Je comprends que ce projet soulève des questions : y a-t-il d’autres solutions pour exploiter le bois du Morvan, qui, de toute façon arrive à maturité ? si le projet Erscia se réalise, les scieries locales seront-elles menacées ? Faut-il fabriquer de l’électricité en brûlant du bois ? etc…
Mais là, vos attaques, je ne les comprends pas. Ou bien si, je pense que vous avez été victime de désinformation (en partie).
En effet, lorsque vous écrivez :
“…pour la raison évidente que le bois de Tronçay est une merveille de biodiversité. On y trouve, au milieu de quantité d’autres beautés, des insectes très protégés, comme le Grand capricorne, la lucane cerf-volant, et ce pique-prune…”
J’aimerais préciser qu’aucune de ces espèces n’a été trouvée sur place. Et ce, pour une bonne raison, c’est que le bois de Tronçay n’est pas un espace naturel exceptionnel. Voyez vous-même sur les photos que vous publiez : il s’agit d’un bois de chênes on ne peut plus ordinaire, dont les chênes mesurent en moyenne 40 à 50 cm de diamètre, donc bien loin des fantasmes de chênes de 400 ans que Jerem D évoque dans son commentaire du 14 février !!! Des arbres de 50 cm de diamètre ne sont pas un biotope pour les espèces que vous citez. D’ailleurs, ce bois n’a jamais reçu le moindre classement au titre de la protection de la nature, même pas en ZNIEFF ! Normal, dans la Nièvre, il y a 220 000 ha de forêt, dont environ 2/3 de feuillus et à nouveau 2/3 de forêt “de plaine” similaire au bois de Tronçay (soit environ 100.000 ha !).
Alors, comment reprocher aux élus locaux de défendre un projet qui, effectivement, détruira 86ha de forêt (dernier chiffre présenté au CNPN) mais qui est le seul projet qui concerne ce territoire alors que les résineux qui y seront sciés ont été plantés voici 50 ou 60 ans. Alors, oui, facile de critiquer tout le monde, mais qu’ont fait ceux qui s’opposent aujourd’hui pour préparer un ou plusieurs contre-projets : ils ont eu 50 ans pour ça.
Bref, je ne dis pas que tout est rose dans le projet Erscia, mais votre argumentaire vous décrédibilise. Dommage…
PS : un journaliste ne doit-il pas toujours vérifier ses sources ?
————————————–
Est-il néanmoins concevable qu’Ophrys ne soit pas un troll au service des intérêts que j’attaque ? Oui, mais je crois cette possibilité proche de zéro.
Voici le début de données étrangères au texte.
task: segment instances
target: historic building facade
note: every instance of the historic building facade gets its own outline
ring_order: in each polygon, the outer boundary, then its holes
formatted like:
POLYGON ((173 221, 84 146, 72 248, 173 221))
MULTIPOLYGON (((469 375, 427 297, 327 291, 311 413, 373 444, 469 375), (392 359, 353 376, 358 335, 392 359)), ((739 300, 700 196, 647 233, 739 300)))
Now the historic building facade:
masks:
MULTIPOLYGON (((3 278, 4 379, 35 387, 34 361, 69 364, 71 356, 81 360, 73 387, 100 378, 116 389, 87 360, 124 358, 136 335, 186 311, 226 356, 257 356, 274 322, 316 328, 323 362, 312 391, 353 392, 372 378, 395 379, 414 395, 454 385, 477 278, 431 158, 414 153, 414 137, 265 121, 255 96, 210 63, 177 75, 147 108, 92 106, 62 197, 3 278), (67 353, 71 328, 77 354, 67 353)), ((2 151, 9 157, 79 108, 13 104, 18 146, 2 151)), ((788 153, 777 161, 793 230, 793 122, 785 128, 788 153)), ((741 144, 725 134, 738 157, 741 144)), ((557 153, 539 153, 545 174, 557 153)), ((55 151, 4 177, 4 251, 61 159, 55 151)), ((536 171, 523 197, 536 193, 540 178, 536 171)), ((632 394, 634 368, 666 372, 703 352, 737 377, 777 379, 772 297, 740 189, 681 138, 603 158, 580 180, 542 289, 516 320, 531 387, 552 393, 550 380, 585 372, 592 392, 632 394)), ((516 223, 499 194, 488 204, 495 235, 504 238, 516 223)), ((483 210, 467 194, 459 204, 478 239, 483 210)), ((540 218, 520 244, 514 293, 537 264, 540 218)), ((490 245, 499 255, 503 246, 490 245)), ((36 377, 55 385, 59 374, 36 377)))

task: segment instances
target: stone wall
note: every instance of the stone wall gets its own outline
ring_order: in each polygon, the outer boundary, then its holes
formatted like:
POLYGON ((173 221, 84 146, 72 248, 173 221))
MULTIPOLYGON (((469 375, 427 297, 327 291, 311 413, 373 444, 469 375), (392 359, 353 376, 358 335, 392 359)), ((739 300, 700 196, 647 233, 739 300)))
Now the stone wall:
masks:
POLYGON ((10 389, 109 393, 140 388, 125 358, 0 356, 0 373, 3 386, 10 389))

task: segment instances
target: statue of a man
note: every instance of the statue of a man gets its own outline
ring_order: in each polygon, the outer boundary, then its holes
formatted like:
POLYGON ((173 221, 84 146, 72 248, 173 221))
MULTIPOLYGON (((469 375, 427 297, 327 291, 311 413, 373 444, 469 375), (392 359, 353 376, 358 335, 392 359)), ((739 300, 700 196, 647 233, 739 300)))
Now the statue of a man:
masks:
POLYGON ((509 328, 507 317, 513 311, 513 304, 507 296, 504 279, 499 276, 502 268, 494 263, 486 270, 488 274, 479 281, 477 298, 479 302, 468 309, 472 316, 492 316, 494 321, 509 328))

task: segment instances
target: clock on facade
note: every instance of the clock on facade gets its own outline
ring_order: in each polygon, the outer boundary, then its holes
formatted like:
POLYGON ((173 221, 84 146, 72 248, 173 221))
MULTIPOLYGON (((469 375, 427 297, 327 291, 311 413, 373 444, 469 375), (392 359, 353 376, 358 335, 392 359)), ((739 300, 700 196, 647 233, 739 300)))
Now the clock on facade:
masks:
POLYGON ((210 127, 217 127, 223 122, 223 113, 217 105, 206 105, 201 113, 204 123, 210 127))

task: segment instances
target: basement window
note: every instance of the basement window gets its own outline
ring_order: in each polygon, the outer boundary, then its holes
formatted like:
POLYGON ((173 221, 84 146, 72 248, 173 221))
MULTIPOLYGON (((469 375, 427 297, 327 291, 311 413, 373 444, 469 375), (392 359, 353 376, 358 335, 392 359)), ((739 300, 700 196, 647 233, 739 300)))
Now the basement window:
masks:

J’ai lu ces derniers temps de très intéressants papiers sur les trolls. L’un d’eux signale que l’Union européenne vient d’embaucher des trolls pour intervenir notamment sur les réseaux sociaux, dont les blogs, de manière à contrer la montée des opinions eurosceptiques. Je serais très étonné que l’UE soit la première structure de pouvoir à vouloir contrôler l’opinion de cette manière.
Moralité : la liberté est un combat. Mais je ne vous apprends rien.